The interplay between Mathematics and the Sciences has profoundly influenced modern society through centuries of reciprocal inspiration. Within this framework, the Department of Applied Mathematics provides graduate students with specialized study options in Control Theory and Dynamical Systems, Fluid Mechanics, Mathematical Medicine and Biology, Mathematical Physics, and Scientific Computation. Student research initiatives employ advanced mathematical theories across diverse scientific disciplines, spanning from fundamental research to practical applications. Examples include optimizing cancer treatments, manipulating shape memory alloys, processing fractal images, advancing quantum computing, and investigating climate patterns, cosmic inflation, and nanoscale technologies. As part of the University of Waterloo's Faculty of Mathematics - ranked 20th globally in the 2015 QS University Rankings for mathematics - our department maintains strong collaborations with the Faculties of Science and Engineering, along with numerous research centers such as the Institute for Quantum Computing and the Waterloo Institute for Nanotechnology. We provide both Master's and PhD degree paths. The thesis-oriented Master of Mathematics (MMath) typically requires two years, with graduates either continuing to doctoral studies or securing positions in industry and government sectors. Our four-year PhD program primarily prepares students for academic research careers, though some graduates enter industrial, governmental, or commercial R&D roles.

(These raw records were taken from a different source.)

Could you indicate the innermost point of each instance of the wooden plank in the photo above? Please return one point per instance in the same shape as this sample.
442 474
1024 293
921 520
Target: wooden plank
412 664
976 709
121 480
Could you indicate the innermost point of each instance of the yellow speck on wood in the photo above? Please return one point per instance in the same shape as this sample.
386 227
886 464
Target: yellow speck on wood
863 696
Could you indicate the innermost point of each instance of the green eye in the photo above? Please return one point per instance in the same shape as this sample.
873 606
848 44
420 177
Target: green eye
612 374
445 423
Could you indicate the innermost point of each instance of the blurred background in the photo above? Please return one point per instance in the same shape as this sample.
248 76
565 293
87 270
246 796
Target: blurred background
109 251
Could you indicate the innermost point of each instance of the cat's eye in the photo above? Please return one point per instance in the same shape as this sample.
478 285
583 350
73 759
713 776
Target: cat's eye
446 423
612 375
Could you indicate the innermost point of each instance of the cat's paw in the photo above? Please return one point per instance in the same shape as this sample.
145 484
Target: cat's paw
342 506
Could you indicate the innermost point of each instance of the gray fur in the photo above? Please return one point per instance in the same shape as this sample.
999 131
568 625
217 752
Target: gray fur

Mathematical applications in medicine represent a dynamic frontier in Applied Mathematics research. Our department contributes significantly to this field by developing mathematical models of disease mechanisms that account for complex biological system interactions. This work serves dual purposes: enhancing comprehension of disease origins and progression, while simultaneously evaluating treatment approaches to determine optimal therapeutic strategies for specific cases.